While Russia has supported some efforts to restrain and 
penalize Iran's destabilizing behavior, it has also profited 
from it. The United States should work with Russia to end 
military assistance to Iran before entering into a nuclear 
cooperation deal. Section 7 merely codifies that commonsense 
policy.

                                                           Jon Kyl.

                   ADDITIONAL VIEWS OF SENATOR SMITH

    The Chairman's mark, which builds on legislation (S. 970) 
that Senator Durbin and I wrote, is an important step in the 
advancement of a diplomatic solution to prevent Iran's 
development of a closed nuclear cycle.
    The United States, in conjunction with our European 
partners, is solidly committed to preventing nuclear 
proliferation. In the Middle East, our success in achieving 
this goal is critical.
    If Iran is allowed to perfect a closed nuclear cycle and 
build nuclear armaments, it will not be long before other 
regional powers follow suit. In addition, Iran's hostility to 
Israel's existence and bellicose rhetoric make the long-term 
destabilizing influence of a nuclear Iran intolerable. The 
world urgently needs intensified diplomacy, consisting of 
carrots and targeted sticks, to encourage Iran to abandon its 
nuclear ambitions.
    I am confident that this legislation will be an important 
part of that diplomacy, complimenting efforts already underway 
to apply pressure to enablers and abettors of the regime.
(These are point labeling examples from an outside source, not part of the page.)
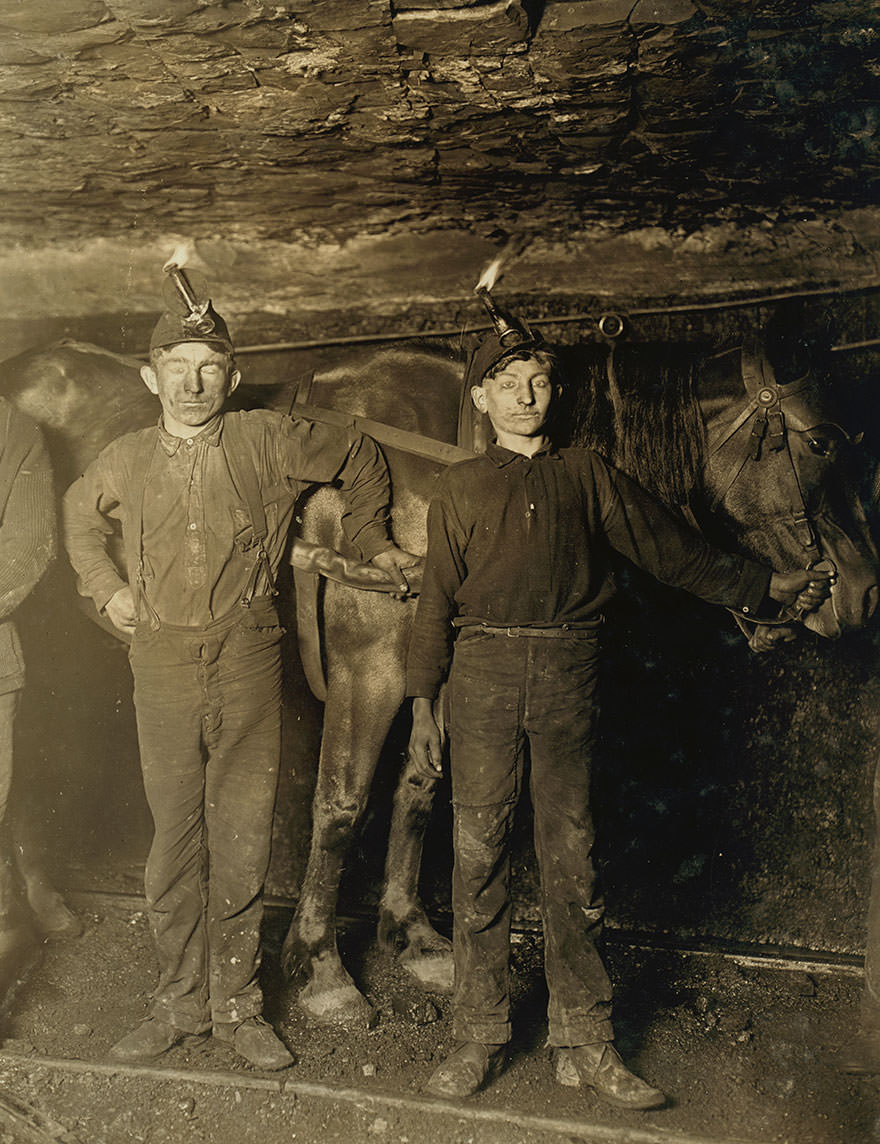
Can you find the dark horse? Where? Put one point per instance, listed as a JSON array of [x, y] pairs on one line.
[[762, 465]]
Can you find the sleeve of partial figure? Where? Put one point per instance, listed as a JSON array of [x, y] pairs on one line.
[[657, 540], [340, 454], [433, 634], [87, 527], [28, 529]]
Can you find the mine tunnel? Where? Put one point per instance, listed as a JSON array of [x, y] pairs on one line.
[[656, 185]]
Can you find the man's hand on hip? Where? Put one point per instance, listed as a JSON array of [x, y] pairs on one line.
[[121, 612]]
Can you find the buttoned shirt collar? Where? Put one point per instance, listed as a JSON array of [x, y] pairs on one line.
[[502, 457], [209, 435]]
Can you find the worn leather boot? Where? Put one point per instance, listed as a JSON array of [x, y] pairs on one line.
[[861, 1056], [467, 1070], [150, 1040], [600, 1067], [256, 1041]]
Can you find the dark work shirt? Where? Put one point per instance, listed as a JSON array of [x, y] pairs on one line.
[[196, 523], [517, 541]]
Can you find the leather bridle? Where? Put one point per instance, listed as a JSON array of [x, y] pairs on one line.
[[771, 411]]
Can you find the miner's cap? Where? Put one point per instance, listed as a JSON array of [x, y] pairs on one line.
[[493, 349], [191, 318]]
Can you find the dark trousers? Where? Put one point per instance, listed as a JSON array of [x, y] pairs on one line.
[[208, 728], [871, 993], [8, 881], [508, 693]]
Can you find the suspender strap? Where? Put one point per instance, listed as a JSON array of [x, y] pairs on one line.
[[134, 555], [244, 477]]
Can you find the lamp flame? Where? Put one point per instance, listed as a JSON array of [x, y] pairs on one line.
[[491, 275], [180, 256]]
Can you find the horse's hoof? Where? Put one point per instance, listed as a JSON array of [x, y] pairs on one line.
[[433, 970], [54, 921], [341, 1006]]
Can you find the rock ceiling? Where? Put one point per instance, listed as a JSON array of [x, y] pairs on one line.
[[332, 116], [293, 126]]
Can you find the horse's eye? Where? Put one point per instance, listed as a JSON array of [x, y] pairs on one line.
[[821, 446]]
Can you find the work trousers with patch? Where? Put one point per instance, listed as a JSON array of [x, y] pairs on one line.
[[514, 697], [208, 728]]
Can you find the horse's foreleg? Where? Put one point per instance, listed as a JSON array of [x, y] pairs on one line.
[[403, 924], [356, 722]]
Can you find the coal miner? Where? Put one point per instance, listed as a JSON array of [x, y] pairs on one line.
[[517, 574], [205, 499]]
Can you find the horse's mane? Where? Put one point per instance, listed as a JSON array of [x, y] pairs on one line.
[[641, 415]]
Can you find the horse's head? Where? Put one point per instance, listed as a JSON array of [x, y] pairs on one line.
[[782, 483]]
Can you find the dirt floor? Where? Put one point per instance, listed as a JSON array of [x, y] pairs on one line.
[[743, 1046]]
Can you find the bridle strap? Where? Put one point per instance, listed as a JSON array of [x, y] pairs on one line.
[[766, 408]]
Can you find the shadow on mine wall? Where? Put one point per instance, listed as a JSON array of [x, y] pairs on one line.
[[731, 792]]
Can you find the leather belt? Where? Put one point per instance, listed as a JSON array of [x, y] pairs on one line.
[[561, 633]]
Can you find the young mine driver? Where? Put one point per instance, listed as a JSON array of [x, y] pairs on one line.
[[516, 577]]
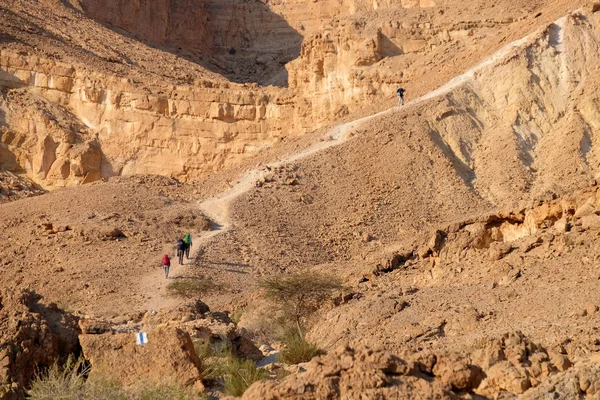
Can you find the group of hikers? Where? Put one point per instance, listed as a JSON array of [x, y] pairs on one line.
[[184, 245], [183, 248]]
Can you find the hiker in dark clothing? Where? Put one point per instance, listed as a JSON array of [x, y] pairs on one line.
[[188, 245], [180, 250], [166, 265], [400, 93]]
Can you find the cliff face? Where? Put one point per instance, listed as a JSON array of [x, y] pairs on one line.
[[83, 126], [244, 41]]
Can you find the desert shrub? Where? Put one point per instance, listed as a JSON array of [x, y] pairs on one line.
[[236, 316], [69, 382], [191, 287], [299, 295], [297, 350], [240, 374], [60, 382], [235, 374], [171, 392]]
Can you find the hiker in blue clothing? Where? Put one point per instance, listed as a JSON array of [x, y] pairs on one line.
[[180, 250], [166, 265], [400, 93], [188, 244]]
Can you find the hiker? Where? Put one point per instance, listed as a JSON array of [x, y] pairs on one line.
[[180, 250], [188, 244], [166, 265], [400, 93]]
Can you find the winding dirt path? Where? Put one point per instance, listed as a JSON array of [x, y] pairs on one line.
[[217, 208]]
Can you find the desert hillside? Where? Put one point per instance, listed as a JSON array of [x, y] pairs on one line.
[[344, 247]]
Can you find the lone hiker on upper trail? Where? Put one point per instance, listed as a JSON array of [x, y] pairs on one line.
[[400, 93], [188, 244], [166, 265], [180, 250]]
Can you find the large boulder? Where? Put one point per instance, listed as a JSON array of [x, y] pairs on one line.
[[353, 374], [32, 337], [167, 358]]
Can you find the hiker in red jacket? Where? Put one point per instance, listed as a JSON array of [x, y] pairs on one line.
[[166, 265]]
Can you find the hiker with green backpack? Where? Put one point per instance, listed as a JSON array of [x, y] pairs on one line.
[[188, 244]]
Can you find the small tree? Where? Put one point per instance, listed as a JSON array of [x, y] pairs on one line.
[[300, 294]]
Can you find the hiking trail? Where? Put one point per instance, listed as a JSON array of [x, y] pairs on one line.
[[217, 208]]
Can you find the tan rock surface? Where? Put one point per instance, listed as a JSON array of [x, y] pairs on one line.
[[168, 358]]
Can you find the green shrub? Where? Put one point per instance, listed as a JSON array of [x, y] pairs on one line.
[[191, 287], [297, 350], [300, 295], [171, 392], [68, 382], [235, 374], [240, 375], [236, 316]]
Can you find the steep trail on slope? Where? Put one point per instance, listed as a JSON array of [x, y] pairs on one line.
[[217, 207]]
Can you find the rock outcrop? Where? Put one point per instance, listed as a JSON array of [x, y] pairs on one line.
[[33, 336], [506, 366]]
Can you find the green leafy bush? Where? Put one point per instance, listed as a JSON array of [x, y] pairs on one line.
[[235, 374], [299, 295], [191, 287], [70, 382], [297, 350], [240, 374]]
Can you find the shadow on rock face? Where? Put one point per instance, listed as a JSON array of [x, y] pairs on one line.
[[34, 336], [241, 40]]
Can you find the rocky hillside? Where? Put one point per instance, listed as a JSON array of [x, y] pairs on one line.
[[460, 230]]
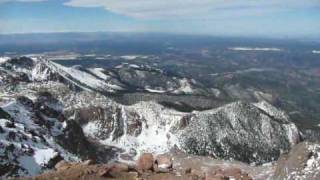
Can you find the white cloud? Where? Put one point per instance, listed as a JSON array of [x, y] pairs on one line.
[[173, 9], [4, 1]]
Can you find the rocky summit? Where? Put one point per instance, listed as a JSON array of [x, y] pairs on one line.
[[54, 118]]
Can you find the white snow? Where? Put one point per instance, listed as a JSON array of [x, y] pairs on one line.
[[155, 90], [87, 79], [155, 136], [254, 49], [99, 72], [43, 156], [185, 87]]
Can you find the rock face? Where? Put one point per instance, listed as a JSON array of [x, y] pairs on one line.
[[63, 112], [248, 132], [302, 162]]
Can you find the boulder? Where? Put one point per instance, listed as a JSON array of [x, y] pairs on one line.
[[302, 162], [145, 162]]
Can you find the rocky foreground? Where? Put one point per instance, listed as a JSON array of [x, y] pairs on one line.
[[51, 123], [303, 162]]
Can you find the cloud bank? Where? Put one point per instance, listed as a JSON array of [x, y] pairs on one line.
[[173, 9], [4, 1]]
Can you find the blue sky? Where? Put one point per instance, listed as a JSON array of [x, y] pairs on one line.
[[266, 18]]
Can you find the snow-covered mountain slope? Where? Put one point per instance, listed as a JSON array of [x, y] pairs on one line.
[[239, 130], [65, 113], [126, 77], [27, 139]]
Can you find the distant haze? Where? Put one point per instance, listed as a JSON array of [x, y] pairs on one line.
[[265, 18]]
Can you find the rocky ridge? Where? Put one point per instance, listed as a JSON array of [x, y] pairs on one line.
[[59, 107]]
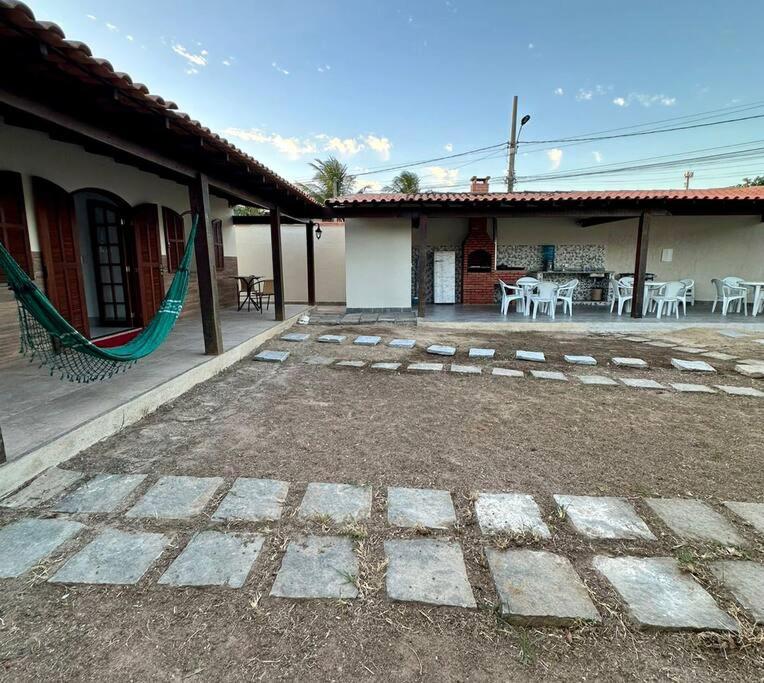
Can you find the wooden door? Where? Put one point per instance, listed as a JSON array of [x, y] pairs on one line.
[[59, 244], [148, 262]]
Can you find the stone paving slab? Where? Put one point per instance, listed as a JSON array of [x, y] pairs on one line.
[[534, 356], [753, 513], [114, 557], [639, 383], [425, 367], [600, 380], [539, 588], [176, 497], [50, 484], [295, 336], [740, 391], [253, 500], [466, 369], [549, 374], [659, 595], [745, 580], [318, 567], [692, 388], [26, 542], [367, 340], [403, 343], [441, 350], [340, 502], [622, 362], [427, 508], [271, 356], [692, 365], [507, 372], [694, 520], [212, 558], [510, 513], [427, 570], [580, 360], [476, 352], [603, 517], [103, 493]]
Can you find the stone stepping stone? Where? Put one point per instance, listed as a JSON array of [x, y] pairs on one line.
[[212, 558], [692, 388], [385, 366], [403, 343], [174, 497], [253, 500], [103, 493], [339, 502], [318, 567], [580, 360], [753, 513], [466, 369], [539, 588], [548, 374], [440, 350], [367, 340], [271, 356], [510, 513], [740, 391], [692, 365], [26, 542], [534, 356], [427, 508], [318, 360], [599, 380], [425, 367], [745, 580], [603, 517], [694, 520], [507, 372], [114, 557], [659, 595], [50, 484], [429, 571], [639, 383], [629, 362]]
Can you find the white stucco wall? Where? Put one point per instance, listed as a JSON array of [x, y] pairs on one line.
[[378, 263]]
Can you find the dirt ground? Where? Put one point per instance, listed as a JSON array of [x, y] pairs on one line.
[[304, 423]]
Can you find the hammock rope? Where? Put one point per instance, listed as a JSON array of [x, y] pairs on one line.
[[47, 337]]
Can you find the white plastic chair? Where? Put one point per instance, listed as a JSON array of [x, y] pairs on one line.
[[510, 293], [670, 296], [565, 295], [545, 296], [623, 293]]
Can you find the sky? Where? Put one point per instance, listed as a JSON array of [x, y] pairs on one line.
[[380, 84]]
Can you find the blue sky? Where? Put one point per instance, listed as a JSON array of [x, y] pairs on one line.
[[385, 83]]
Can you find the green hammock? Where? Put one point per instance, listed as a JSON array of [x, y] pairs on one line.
[[48, 338]]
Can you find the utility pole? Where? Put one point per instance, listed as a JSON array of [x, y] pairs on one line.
[[512, 147]]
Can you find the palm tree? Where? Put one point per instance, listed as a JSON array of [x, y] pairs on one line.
[[406, 182], [331, 179]]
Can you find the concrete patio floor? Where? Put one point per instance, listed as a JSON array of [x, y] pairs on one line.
[[36, 409]]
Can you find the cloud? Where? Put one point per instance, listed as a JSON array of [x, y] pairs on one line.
[[555, 158], [195, 59]]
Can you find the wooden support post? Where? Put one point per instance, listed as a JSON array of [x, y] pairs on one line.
[[640, 264], [199, 196], [278, 266], [309, 250], [422, 279]]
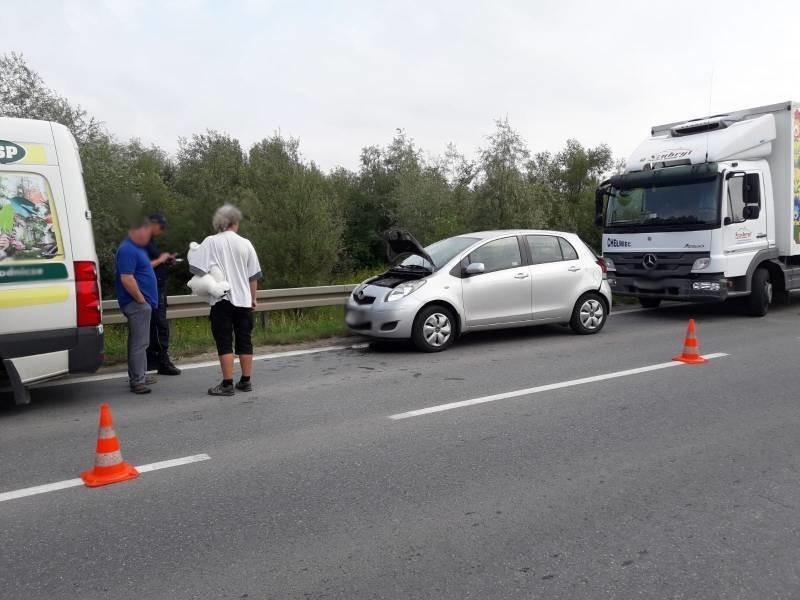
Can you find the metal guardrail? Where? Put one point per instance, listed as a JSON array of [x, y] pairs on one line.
[[179, 307]]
These 
steps, which include the sanctioning of major Iranian banks and 
senior officials involved with the nuclear program and 
terrorism, have significantly increased the cost of nuclear 
enrichment for Iran, without disproportionately harming the 
Iranian people.
    We have no grievance with the Iranian people, who live in 
an autocracy and are isolated from much of the decision-making 
by their leaders. Indeed, to help build ties with the Iranian 
people, this legislation will authorize educational and 
cultural exchange programs in the United States. These programs 
will help counter the Iranian regime's propaganda and help 
eventually draw a peaceful, democratic Iran into partnership 
with the United States and the rest of the free world.
    Iran is not building its nuclear program in a vacuum, and 
the international community must be an integral part of the 
sanctions process. Unfortunately, certain nations like Russia 
are continuing to assist in Iranian nuclear and weapons 
programs, while paying lip service to the need for 
nonproliferation. In light of this fact, a key provision of 
this legislation would ban Russia from obtaining a so-called 
123 nuclear agreement with the United States until it halts 
cooperation with Iran's nuclear, advanced weapons, and missile 
programs, or until Iran dismantles its enrichment facilities. 
We must make clear to Russia that it cannot continue to deal 
lethal technologies to Iran and still reap the benefits of 
civilian nuclear cooperation with the United States.
    Key to the success of the diplomatic process is bold action 
by the United Nations Security Council (UNSC), which to date 
has adopted three sanctions resolutions in response to Iran's 
continuing enrichment of uranium. I am pleased with the steps 
taken so far, but much more needs to be done. To this end, the 
UNSC should continue to take the lead in negotiating an end to 
Iran's nuclear program.
    I do support unilateral sanctions lightly. However, the 
case before us in Iran is pressing and distinctive enough that 
unilateral sanctions can be very useful. They can help buttress 
UNSC sanctions resolutions, while choking off Iranian 
activities in international banking and high technology. These 
steps are critical to an engaged, international diplomatic 
effort, and vital to a peaceful resolution of the current 
impasse.
                                                   Gordon H. Smith.